2. Can we summarise our "small VO" policy?

 - should use either "standard" WLCG middleware or DIRAC

   This seems sensible: DIRAC resources are only for testing so we should
   recommend the "normal" stuff.  What about non-SRM access?

   Standard LFC may not be the best recommendation as GFAL2 is "terrible"
   at talking to LFCs.

   Also sites may need to install stuff to support the VOs, but hopefully
   nothing much extra beyond the normal stuff?

 - should get and use space token

   Tokens-in-spaaace are meant to give them storage space but still to
   allow for management of resources when they grow.  Most SE
   implementations will do this also with path-based resource discovery
   but not DPM, so maybe that's another thing for the workshop.

   What about WAN access?  Ewan remembers that we previously discussed
   the number of sites they use and recommended that they use as few
   sites as possible.  E.g. 10TB at a site should not be too onerous.

 - should volunteer someone to join the storage group mailing list and,
   ideally, occasionally this meeting
 - data hygiene policies? Not having lots of empty directories?

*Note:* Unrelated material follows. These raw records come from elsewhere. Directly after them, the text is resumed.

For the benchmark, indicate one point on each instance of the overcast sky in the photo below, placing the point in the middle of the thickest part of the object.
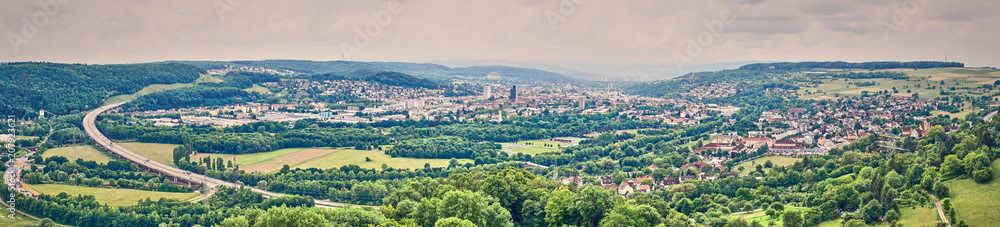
(591, 32)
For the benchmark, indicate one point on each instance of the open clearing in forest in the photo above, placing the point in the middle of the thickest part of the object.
(976, 203)
(109, 196)
(323, 158)
(160, 152)
(345, 156)
(87, 153)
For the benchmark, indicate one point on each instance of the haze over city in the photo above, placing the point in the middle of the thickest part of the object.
(599, 36)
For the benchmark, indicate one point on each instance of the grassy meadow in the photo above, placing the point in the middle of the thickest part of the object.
(109, 196)
(976, 203)
(87, 153)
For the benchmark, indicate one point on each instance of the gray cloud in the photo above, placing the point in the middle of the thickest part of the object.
(598, 31)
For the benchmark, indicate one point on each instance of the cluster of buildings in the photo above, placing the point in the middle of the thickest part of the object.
(249, 69)
(715, 90)
(635, 183)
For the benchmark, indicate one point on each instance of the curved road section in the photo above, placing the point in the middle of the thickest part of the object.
(156, 167)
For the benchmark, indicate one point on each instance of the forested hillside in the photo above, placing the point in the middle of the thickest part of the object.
(513, 75)
(377, 76)
(848, 65)
(70, 88)
(191, 97)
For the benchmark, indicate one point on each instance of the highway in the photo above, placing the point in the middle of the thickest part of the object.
(156, 167)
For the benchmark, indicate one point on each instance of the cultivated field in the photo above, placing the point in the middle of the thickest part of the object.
(921, 216)
(543, 143)
(762, 217)
(535, 150)
(976, 203)
(323, 158)
(343, 156)
(258, 88)
(159, 87)
(111, 197)
(925, 78)
(776, 160)
(160, 152)
(18, 221)
(87, 153)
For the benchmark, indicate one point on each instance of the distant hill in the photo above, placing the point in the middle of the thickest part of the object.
(849, 65)
(501, 74)
(69, 88)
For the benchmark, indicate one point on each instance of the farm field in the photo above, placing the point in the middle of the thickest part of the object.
(921, 216)
(976, 203)
(926, 78)
(160, 87)
(87, 153)
(535, 150)
(575, 140)
(323, 158)
(258, 88)
(344, 156)
(160, 152)
(18, 221)
(111, 197)
(762, 217)
(777, 160)
(543, 143)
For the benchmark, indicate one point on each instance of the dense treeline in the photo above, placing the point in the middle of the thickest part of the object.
(114, 174)
(849, 65)
(70, 88)
(191, 97)
(442, 147)
(870, 75)
(377, 76)
(243, 80)
(227, 207)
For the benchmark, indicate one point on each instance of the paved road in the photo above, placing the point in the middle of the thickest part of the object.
(154, 166)
(937, 203)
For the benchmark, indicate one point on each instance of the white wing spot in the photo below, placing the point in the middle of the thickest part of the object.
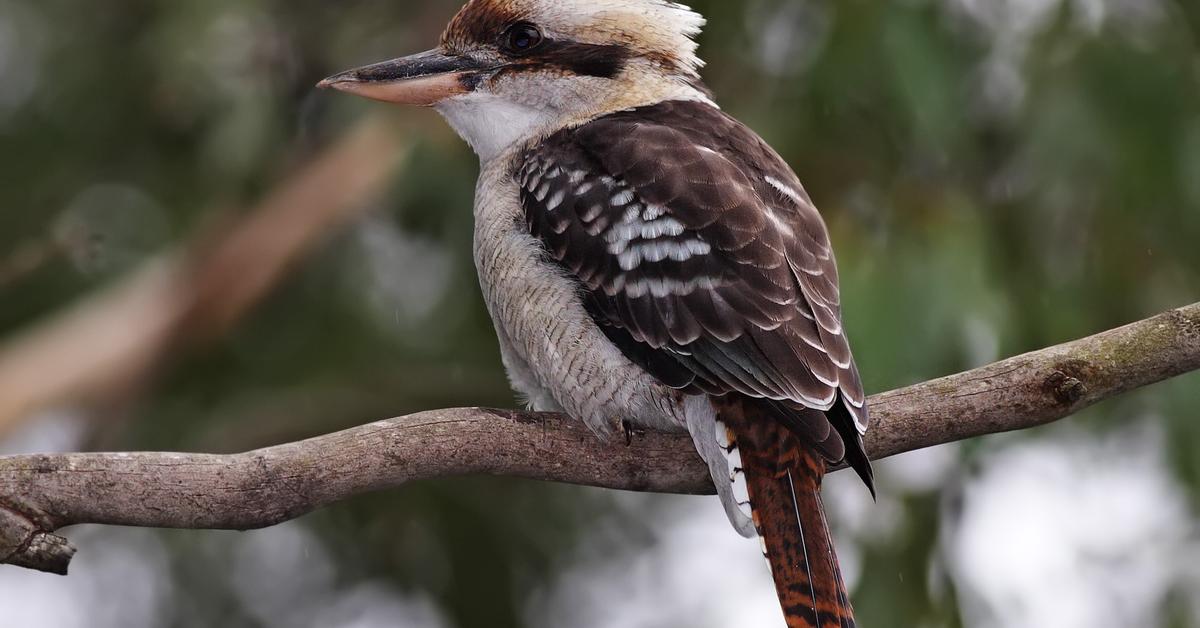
(786, 190)
(623, 198)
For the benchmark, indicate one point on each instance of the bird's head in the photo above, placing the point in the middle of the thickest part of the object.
(508, 71)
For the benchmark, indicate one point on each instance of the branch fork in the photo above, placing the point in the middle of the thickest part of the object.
(42, 494)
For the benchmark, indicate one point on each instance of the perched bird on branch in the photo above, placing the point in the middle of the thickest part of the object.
(647, 258)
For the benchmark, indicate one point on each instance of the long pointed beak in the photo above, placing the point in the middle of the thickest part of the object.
(424, 79)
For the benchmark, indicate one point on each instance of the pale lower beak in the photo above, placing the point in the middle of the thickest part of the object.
(424, 79)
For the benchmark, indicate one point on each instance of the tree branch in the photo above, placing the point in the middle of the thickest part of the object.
(41, 494)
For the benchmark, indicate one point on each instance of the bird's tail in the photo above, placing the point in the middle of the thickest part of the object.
(784, 482)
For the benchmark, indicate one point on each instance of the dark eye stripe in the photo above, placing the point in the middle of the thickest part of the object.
(582, 59)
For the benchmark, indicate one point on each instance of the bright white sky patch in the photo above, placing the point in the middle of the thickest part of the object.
(1071, 533)
(701, 574)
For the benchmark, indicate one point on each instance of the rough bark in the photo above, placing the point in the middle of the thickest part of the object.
(42, 494)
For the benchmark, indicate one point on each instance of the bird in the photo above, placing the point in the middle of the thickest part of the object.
(649, 261)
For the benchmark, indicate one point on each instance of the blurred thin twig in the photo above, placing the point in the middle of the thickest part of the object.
(109, 344)
(40, 495)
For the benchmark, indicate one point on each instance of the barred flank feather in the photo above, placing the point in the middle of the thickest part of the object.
(784, 480)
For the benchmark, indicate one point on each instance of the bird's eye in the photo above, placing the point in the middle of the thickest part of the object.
(521, 37)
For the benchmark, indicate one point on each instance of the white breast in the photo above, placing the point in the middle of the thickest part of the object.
(555, 352)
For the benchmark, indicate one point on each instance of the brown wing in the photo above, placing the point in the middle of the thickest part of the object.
(701, 256)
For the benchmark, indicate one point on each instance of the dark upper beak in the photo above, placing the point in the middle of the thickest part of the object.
(424, 79)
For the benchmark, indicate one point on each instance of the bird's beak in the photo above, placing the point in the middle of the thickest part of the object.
(424, 79)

Does it
   matter?

3. GridFTP stuff. Curious about this redirect in DPM, and how does
   GridFTP work with IPv6?

   Redirect is apparently an optional feature to be supported by DPM
   (cf Wahid's link).  IPv6 seems to be supported so there must be some
   means (non-std?) for transferring (half) socket information - maybe
   the Documentation (aka source code) knows?

4. AOB


Chatlog from after Jens joined the second time


Jens Jensen: (08/10/2014 10:11:52) 

I can hear Brian 

Ewan Mac Mahon: (10:15 AM) 

Anyone want to bet ATLAS don't? 

Matt Doidge: (10:17 AM) 

software raid all round then? 

Ewan Mac Mahon: (10:17 AM) 

Ceph. 

Sam's writing a plugin. 

John Bland: (10:18 AM) 

they're not Seagate drives are they? 

Matt Doidge: (10:20 AM) 

Thye could just have been a duff batch 

Ewan Mac Mahon: (10:21 AM) 

So, for the sake of the saved copy of the chat, no they're not Seagates,
they're WD RE ones. 

Michael Adam James Huffman: (10:21 AM) 

Log message 

Hmm. I heard a rumour that if you sent a message, that magically retrieved the
chat history from before you joined, but that appears not to be true. 

Matt Doidge: (10:23 AM) 

Are the puppet modules presented in such a way that we can reverse engineer
how to do config stuff? (Like the yaim bash scripts). 

Ewan Mac Mahon: (10:23 AM) 

It's odd to have a duff batch of disks die in four/five years. Drives are
usually soon if they're bad, or when they're really old an knackered. 

I guess it's possible, but it's a bit unusual. 

Matt Doidge: (10:24 AM) 

It'd been a "not quite up to scratch" batch 

Steve Jones: (10:24 AM) 
In the end, al our disks and the data on them will go. I just hope it's after
I retire! 

Ewan Mac Mahon: (10:25 AM) 

Just remember the official slogan of Tier 2 disk systems: 

"It's non-custodial!" 

A tier 2 disk failure should be, and increasingly often actully is, a minor
increase in cache miss rate. 

An 'others' N2N library? 

Hmm. 

John Bland: (10:38 AM) 

gotta go 

Ewan Mac Mahon: (10:38 AM) 

Of course, you don't need a redirector if all your stuff's at one place. 

So, action on Sam to run a rucio instance then :-P 

Samuel Cadellin Skipsey: (10:40 AM) 

Oh, I expect DIRAC will win, but we *don't have a production instance of it
yet* 

As Daniela keeps pointing out, the Imperial DIRAC is a *test* instance. 

Ewan Mac Mahon: (10:45 AM) 

For now. 

And we don't have the greatest track record of getting VOs to test things
unless we just con them that they're in production.